There have been reports of YouTubers I watch getting sick after eating food in third world countries. However, these countries are also home to a large number of people who do not get sick from eating the same food. I think this suggests that the locals may have developed stronger immune systems. What do you think?
The survivors might.
they’re exposed to more bacteria growing up - it stresses their immune systems, promoting immunity. there was a study done years ago comparing the immune systems of children raised on farms (around livestock) and children raised in the city, and there was a distinct difference between the two.
Last time I was at the family doctor, I mentioned that my usual body temperature when not feeling sick clocks in well below 37°C and whether that means 37 would represent a low-grade fever in my case?
She replied that 37 is an average based on observations from like a century ago when it was common for the average person to be carrying around some minor infection, and so in 1st world countries where that’s no longer the case, temperatures have gone down.
It may be, then, that in the developing world, people tend to be at least slightly sick from all the pathogens around them but think of it as just everyday life and don’t pay it any heed? But I honestly don’t know.
There’s debate when looking at the old body temp data. The old data has higher body temps. Some say the measurements are inaccurate. Another idea is that body temps have been going down, with the hypothesis that we live in a cleaner world and yada yada yada effects from that.

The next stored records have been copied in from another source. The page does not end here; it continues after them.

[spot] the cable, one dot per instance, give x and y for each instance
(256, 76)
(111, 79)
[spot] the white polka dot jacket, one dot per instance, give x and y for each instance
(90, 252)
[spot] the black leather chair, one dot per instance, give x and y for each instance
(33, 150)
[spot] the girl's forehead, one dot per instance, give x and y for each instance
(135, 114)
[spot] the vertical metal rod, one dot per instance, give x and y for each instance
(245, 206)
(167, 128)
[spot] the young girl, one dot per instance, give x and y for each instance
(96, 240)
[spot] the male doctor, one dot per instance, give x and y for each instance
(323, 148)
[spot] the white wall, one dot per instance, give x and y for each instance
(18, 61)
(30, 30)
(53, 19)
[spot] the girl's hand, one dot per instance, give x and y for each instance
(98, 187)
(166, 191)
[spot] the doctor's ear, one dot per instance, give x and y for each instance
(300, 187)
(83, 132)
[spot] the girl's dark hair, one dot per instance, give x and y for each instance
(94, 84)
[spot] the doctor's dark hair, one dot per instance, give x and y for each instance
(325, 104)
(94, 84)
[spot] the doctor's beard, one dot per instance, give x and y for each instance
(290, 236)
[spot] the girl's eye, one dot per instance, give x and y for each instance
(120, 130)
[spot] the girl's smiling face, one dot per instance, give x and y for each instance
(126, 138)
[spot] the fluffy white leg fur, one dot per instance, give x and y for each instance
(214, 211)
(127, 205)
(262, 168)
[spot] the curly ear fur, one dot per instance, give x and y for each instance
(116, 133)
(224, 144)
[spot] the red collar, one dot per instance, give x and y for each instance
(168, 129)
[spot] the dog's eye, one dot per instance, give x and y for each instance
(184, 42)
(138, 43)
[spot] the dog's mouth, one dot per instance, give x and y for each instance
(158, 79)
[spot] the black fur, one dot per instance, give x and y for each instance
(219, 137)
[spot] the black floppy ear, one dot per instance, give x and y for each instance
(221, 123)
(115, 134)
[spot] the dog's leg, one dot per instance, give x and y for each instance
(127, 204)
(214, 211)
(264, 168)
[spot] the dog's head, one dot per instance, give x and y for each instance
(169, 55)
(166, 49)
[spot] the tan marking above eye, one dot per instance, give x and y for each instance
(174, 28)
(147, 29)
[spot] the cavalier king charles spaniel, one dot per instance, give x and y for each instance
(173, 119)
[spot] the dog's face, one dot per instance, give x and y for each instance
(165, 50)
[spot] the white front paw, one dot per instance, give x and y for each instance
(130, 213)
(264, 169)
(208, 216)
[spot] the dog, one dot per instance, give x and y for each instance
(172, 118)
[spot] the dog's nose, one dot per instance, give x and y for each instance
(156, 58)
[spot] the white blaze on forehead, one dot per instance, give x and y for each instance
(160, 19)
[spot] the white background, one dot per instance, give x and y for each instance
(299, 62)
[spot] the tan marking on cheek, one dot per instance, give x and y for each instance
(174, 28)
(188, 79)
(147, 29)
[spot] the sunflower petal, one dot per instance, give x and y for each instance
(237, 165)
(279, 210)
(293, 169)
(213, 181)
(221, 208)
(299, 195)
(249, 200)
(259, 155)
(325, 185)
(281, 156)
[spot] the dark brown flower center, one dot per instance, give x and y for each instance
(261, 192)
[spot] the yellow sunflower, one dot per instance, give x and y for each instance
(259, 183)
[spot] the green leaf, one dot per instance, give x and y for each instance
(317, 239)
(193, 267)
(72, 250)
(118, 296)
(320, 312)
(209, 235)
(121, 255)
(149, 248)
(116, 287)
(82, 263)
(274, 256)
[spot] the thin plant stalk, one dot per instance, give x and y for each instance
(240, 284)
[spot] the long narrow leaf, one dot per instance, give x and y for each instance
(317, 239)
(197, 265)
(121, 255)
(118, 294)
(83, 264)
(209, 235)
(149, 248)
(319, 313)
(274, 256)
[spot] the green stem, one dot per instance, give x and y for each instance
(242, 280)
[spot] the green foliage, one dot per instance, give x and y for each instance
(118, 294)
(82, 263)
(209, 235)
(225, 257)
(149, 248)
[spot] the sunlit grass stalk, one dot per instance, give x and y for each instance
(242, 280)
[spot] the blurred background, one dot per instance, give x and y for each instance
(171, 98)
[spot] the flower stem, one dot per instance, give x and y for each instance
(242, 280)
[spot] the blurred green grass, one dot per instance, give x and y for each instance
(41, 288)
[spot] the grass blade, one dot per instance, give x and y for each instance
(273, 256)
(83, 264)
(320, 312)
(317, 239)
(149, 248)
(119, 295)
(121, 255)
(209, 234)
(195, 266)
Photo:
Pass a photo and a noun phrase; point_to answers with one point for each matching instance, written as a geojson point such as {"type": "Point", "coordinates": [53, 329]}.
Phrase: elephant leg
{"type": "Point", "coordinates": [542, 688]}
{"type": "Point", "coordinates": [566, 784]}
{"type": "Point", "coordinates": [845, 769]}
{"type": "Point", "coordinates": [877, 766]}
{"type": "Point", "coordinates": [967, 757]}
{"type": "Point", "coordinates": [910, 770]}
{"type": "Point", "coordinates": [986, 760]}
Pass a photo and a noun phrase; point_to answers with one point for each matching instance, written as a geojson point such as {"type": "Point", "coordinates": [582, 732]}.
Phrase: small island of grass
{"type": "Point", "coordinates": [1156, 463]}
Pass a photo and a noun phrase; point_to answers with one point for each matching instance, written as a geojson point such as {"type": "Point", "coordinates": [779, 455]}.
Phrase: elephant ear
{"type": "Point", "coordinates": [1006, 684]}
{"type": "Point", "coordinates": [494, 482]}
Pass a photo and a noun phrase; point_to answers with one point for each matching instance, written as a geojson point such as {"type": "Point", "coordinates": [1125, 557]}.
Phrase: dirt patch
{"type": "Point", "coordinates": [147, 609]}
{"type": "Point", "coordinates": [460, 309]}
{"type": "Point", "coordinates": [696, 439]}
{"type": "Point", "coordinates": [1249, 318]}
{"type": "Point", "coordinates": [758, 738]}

Don’t tell anyone, but we third worlders convert bacteria into energy, neutralising them. That’s how we survive restaurant potato-mayo salad, and street hot dogs!*
OK, I’m joking with the above. Serious now: if there’s any quantitative difference on the immunity system between people living in poorer conditions, related to food poisoning and similar, I’d expect it to be a smaller component. Instead what I expect the most is a qualitative difference, between people living in different areas: you’re more used to the strains of bacteria around your home, than the ones elsewhere, so when you’re travelling you have a higher chance to get some stupid food poisoning.
If my reasoning is correct you should see something similar happening with travellers in general, even if they stick to places with a similar economic status as their homeland.
*or street hot dogs with potato-mayo salad. Yes, they’re a thing in my city - that’s why we call those street hot dogs something loosely translatable as “big rotten”. (I once got food poisoning from one of those. It was not fun.)
I live in a third world country. What you don’t see in those YouTube videos is how common it is for the locals to contracts sanitary-related diseases such as typhoid fever, hepatitis A, ascaris worms, diarrhea, etc. A large proportion of people I know (including myself) have contacted typhoid fever at some point in their live. Those street food resistance is earned by getting sick a lot when they’re young.